Louis Armstrong New Orleans International Airport saw its already-depleted passenger numbers further slashed in the last few weeks by the procession of storms that threatened the area during an historically busy hurricane season.
Kevin Dolliole, the airport’s director of aviation, said that the storms — including Hurricanes Laura and Sally — have had a significant impact on flights, even though both ended up diverting away from New Orleans before making landfall to the west and east of the city, respectively.
The 2020 hurricane season so far has seen 23 named storms, the most since the 27 named storms in 2005, and has included three hurricanes that initially threatened the New Orleans area, starting with Marco, which dissipated before it made landfall late last month just ahead of Laura.
“Each time these events occur it does have an impact on us, even when they turn last minute,” said Dolliole, delivering the monthly report to the airport’s oversight board on Thursday.

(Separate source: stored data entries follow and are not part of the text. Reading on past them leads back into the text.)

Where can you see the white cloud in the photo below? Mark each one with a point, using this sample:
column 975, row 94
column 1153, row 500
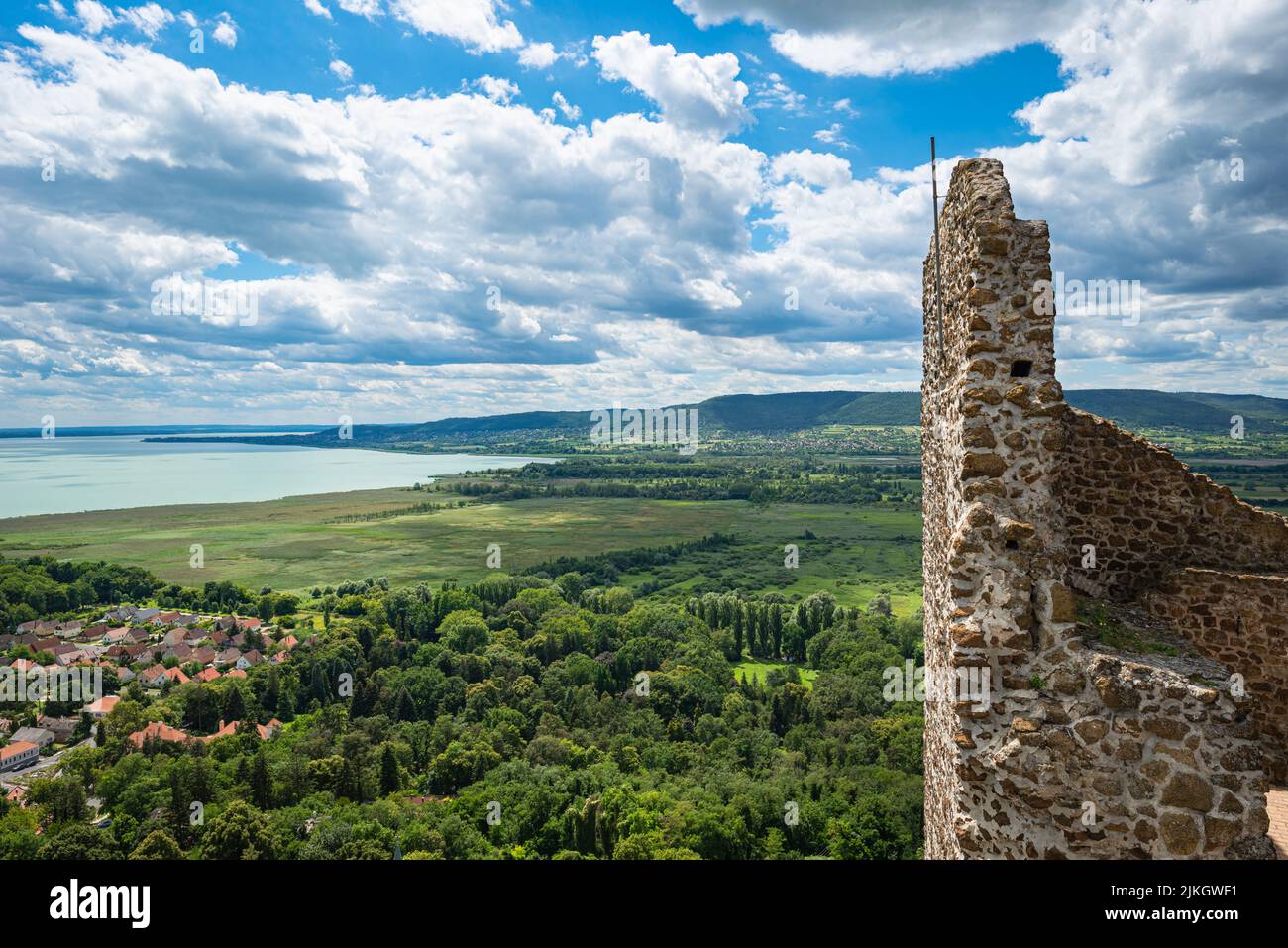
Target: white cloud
column 149, row 20
column 874, row 38
column 342, row 69
column 226, row 31
column 472, row 22
column 570, row 111
column 833, row 134
column 94, row 16
column 496, row 89
column 539, row 55
column 699, row 93
column 361, row 8
column 635, row 260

Hurricane Sally last week led to the cancellation of flights across the board by Southwest Airlines, which is the airport’s largest carrier, accounting for more than a third of all flights. Southwest canceled all flights after 1 p.m. on Monday, Sept. 14, all of Tuesday’s flights, as well as the first eight flights on Wednesday, Dolliole said.

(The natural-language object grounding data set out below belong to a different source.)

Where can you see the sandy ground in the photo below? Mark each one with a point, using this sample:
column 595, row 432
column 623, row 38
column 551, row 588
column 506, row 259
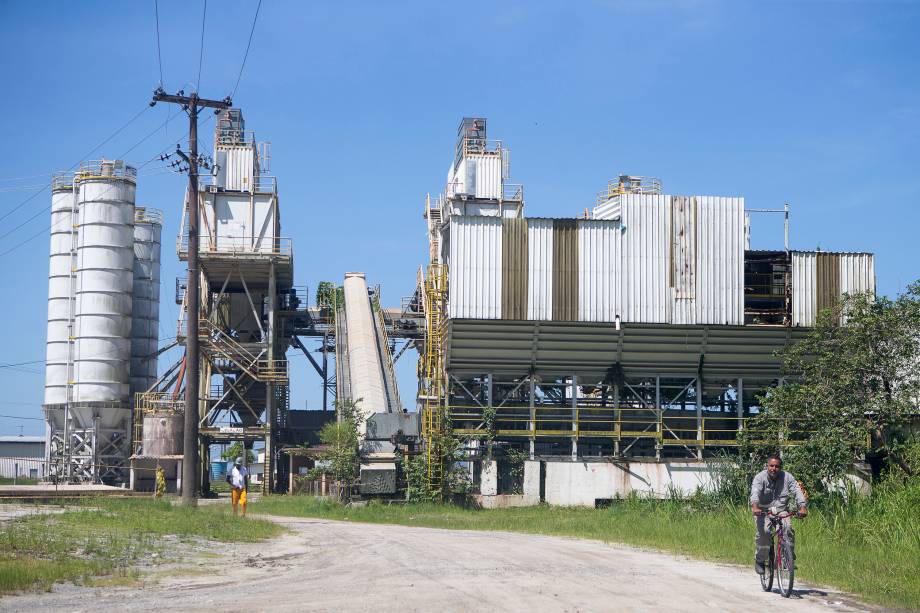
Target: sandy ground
column 324, row 565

Southwest last month also canceled most of its daily flights over a period of about a day-and-a-half when Hurricanes Marco and Laura threatened.
There were a few other isolated cancelations by other airlines operating from the airport, but Southwest accounted for the bulk of canceled flights, Dolliole said.
The Southwest disruptions will bring down flight and passenger numbers further for August and September and come on top of Southwest’s decision last month to reduce its daily flights by half to around 20 through October because of the lack of demand caused by the coronavirus pandemic.
Dolliole told the board on Thursday that passenger traffic in July recovered some from June but was still running at just a fraction of the level seen the year before. The total number of people arriving and departing in July was just under 320,000, which was up from less than 200,000 in June, but down more than 70% from more than a million passengers traveling through the airport in July 2019.
In February, the number of passengers coming through the new $1 billion, 35-gate facility in Kenner, which had opened to great fanfare last November, was more than 1.1 million, up 12% from the previous year, and included a 27% bump in international passengers.
Dolliole has said he doesn’t expect passenger traffic to get back to much more than 50% of last year’s level for the rest of this year while the coronavirus continues to spread.
The airline industry has been among the hardest hit by the pandemic and has been seeking more government aid to avoid further mass layoffs and bankruptcies. Last week, American Airlines Chief Executive Doug Parker said in a television interview that “hundreds of thousands of people will be out of work, and service to small communities will be discontinued” if another round of aid is not agreed by Congress.
At the New Orleans airport, United Airlines has issued a formal notice that 70 of its employees might be permanently laid off. American, United and Southwest have all said they will have to lay off thousands more nationally if the market doesn’t improve in coming months.
Those operating food and other retail concessions at New Orleans airport also have laid off hundreds, with Delaware North-Chase Catering, which operates a dozen of the airport’s concessions, formally warning 270 employees in June that their furloughs are likely to become permanent.
Dolliole said that the airport has agreed with concession operators to take a percentage of sales in lieu of rent from those that have stayed open or re-opened.
With operating expenses running at about $4 million in July and operating revenue down by nearly half at $4.7 million, the airport has had to fill a gap of about $3 million needed to meet non-operating expenses — mainly the airport’s debt — from federal aid money.
The airport has received about $42 million through the CARES Act and it is hoping that Congress will reach a compromise over competing bills for another round of economic stimulus, which would provide additional aid to airports.
“Hopefully that comes through but nothing is done until it’s done,” Dolliole said.